Olympic 400m champion Quincy Hall will square off against world indoor 400m record holder Khaleb McRae at the inaugural USATF Lone Star Grand Prix on 6 June, the headline match-up of a meet now confirmed as the first stop on USATF's new domestic gold-label tour. The Continental Tour Gold meeting is built around an unusually deep one-lap field for a non-championship date, with $200,000 in prize money spread across track events from 100m to 800m and a slate of throws and jumps anchored by pole vault, hammer, javelin and high jump.
The meet replaces the long-running NYC Grand Prix in USATF's domestic schedule for 2026, after the Toyota USATF Outdoor Championships took the Randall's Island date in late July for the federation's first national championships in New York City since 1991. Texas A&M's E.B. Cushing Stadium, redeveloped in 2024 with a new Mondo surface, will host with a capacity of around 5,500. NBC will carry the meet live from 4 to 6pm Eastern, with the broadcast slotted between the Pittsburgh Marathon a month earlier and the Bowerman Mile at the Pre Classic in early July.

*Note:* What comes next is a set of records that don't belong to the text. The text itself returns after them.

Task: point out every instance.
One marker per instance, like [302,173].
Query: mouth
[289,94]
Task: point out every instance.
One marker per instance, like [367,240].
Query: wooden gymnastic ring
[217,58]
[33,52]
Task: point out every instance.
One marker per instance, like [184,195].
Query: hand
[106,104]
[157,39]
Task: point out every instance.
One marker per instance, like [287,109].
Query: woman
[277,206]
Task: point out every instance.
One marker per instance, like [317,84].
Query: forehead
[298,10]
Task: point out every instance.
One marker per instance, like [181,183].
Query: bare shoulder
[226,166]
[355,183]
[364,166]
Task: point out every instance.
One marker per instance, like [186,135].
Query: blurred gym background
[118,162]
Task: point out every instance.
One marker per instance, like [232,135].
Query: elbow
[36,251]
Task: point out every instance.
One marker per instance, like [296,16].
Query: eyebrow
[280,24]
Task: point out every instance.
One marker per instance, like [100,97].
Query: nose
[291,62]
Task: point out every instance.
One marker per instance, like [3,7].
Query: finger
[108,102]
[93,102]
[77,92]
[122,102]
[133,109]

Hall arrives in College Station fresh from a low-key indoor block built around the 200m and is expected to make his outdoor 400m season debut at the meet. McRae, who set his world indoor mark of 44.27 in February, has not raced since and is treating the Lone Star date as the only outdoor tune-up before the USATF Championships. The undercard also features Aggie alumni Sam Whitmarsh in the 800m and Olympic pole vault silver medallist Jacob Wooten, both of whom announced their entries last week as Texas A&M leaned hard into the home-school marketing of the event.
USATF chief of athletics Renaldo Nehemiah described the Lone Star meet last week as "the foundation we needed to build the domestic side of the calendar around." The federation has paired it with a second gold-label stop, the LA Grand Prix at the new Allyson Felix Track on USC's campus on 13–14 June, with both meets sharing prize structure, broadcast partner and a unified athlete-services package. Texas A&M's bid included guarantees on athlete travel, training facilities and a multi-year hosting fee that USATF says is the largest non-championship rights deal in the federation's history.

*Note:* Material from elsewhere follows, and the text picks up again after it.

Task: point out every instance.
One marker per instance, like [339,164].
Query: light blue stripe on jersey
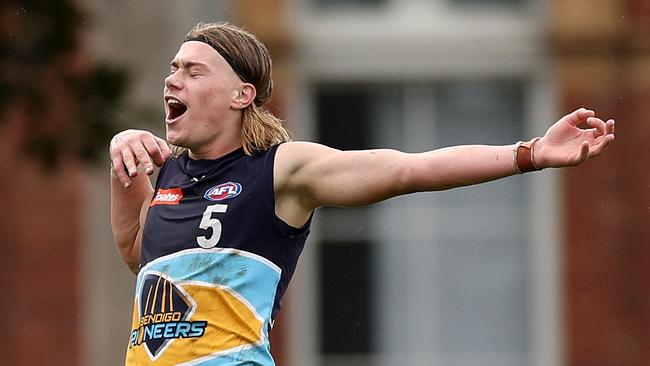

For College Station, the economic projections — local officials are forecasting up to $1.7m in direct spend on a single Saturday — are the headline. For the sport, the more interesting line is the calendar: a Continental Tour Gold meet on US soil in a non-Olympic year typically pulls a fraction of the field a Diamond League fixture does, and USATF is betting that prize money plus a marquee Hall-vs-McRae rematch can change that. Tickets, which went on sale in late April, sold out general-admission lower-bowl seating within 48 hours.